Ankara und Teheran ringen um Vormachtstellung

Die Mitspieler im regionalen „System“ waren natürlich mit dem Plan von Barzani nicht ganz einverstanden. Bei den Kurden meldete sich die Arbeiterpartei Kurdistans (PKK) zu Wort. Es hieß, daß die ehemalige stalinistische Partei, die seit der Verhaftung von Abdullah Öcalan libertär-demokratische Gedanken propagiert, einen Nationalstaat für die Kurden ablehne. Sie bevorzuge vielmehr demokratische Konföderationen im gesamten Vorderen Orient. Der Nationalstaat sei, so das neue Diktum des seit 15 Jahren inhaftierten Führers der PKK, Abdullah Öcalan, undemokratisch und ein anachronistisches politisches Paradigma. 

Von einer Einheit der Kurden ist nur wenig zu spüren. Im Gegenteil.

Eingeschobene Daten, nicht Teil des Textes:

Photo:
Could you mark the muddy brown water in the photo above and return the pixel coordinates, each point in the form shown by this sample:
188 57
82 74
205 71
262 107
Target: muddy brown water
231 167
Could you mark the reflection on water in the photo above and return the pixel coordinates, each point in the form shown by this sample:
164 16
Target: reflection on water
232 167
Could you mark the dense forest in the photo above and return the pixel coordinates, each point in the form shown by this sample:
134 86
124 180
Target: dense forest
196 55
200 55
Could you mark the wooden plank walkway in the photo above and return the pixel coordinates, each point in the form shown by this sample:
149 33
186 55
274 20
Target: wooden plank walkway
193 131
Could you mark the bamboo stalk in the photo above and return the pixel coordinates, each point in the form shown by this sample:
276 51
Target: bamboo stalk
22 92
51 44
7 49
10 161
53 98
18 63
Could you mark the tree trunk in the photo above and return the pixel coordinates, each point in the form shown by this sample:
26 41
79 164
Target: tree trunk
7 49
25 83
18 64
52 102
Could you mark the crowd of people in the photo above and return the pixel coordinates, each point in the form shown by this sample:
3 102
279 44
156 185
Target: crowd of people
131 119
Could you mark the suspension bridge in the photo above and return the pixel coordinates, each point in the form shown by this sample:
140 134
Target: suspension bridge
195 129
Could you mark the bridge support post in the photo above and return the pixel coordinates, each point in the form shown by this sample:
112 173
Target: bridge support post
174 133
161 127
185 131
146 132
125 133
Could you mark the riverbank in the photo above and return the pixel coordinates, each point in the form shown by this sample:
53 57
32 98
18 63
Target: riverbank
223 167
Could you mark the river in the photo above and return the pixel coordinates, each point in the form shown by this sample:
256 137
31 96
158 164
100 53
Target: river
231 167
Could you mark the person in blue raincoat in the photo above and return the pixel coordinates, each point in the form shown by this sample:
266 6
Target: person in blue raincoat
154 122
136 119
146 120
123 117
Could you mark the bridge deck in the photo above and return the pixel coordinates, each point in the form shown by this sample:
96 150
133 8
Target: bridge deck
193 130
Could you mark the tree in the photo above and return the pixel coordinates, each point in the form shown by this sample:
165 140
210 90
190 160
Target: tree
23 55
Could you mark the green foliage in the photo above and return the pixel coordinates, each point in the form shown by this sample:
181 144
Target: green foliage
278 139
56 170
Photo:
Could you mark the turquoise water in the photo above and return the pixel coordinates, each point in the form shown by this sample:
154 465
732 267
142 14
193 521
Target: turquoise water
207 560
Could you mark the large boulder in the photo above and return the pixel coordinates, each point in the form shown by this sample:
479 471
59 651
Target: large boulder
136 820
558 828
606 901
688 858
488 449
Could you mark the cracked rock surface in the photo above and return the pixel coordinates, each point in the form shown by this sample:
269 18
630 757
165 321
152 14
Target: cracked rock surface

Auch die mit der PKK verbündete Patriotische Union Kurdistans, PUK, die von dem schwer erkrankten Expräsidenten des Irak, Jalal Talabani, angeführt wird, lehnte die Unabhängigkeit ab. 

Der größte Rückschlag für ein unabhängiges Kurdistan war der überraschende Angriff des IS auf die Verteidigungslinien der Kurden Anfang August 2014, und zwar an einer Frontlinie von mehr als 700 Kilometern. Dabei standen die Truppen des IS in den Vororten von Bagdad. Es war eher die Eroberung von Bagdad und damit der Sturz des schiitischen Ministerpräsidenten vorstellbar. Über den Sinneswandel des IS wird viel spekuliert. Vielleicht wurde die Gefahr eines unabhängigen Kurdenstaats als die größere Gefahr bewertet.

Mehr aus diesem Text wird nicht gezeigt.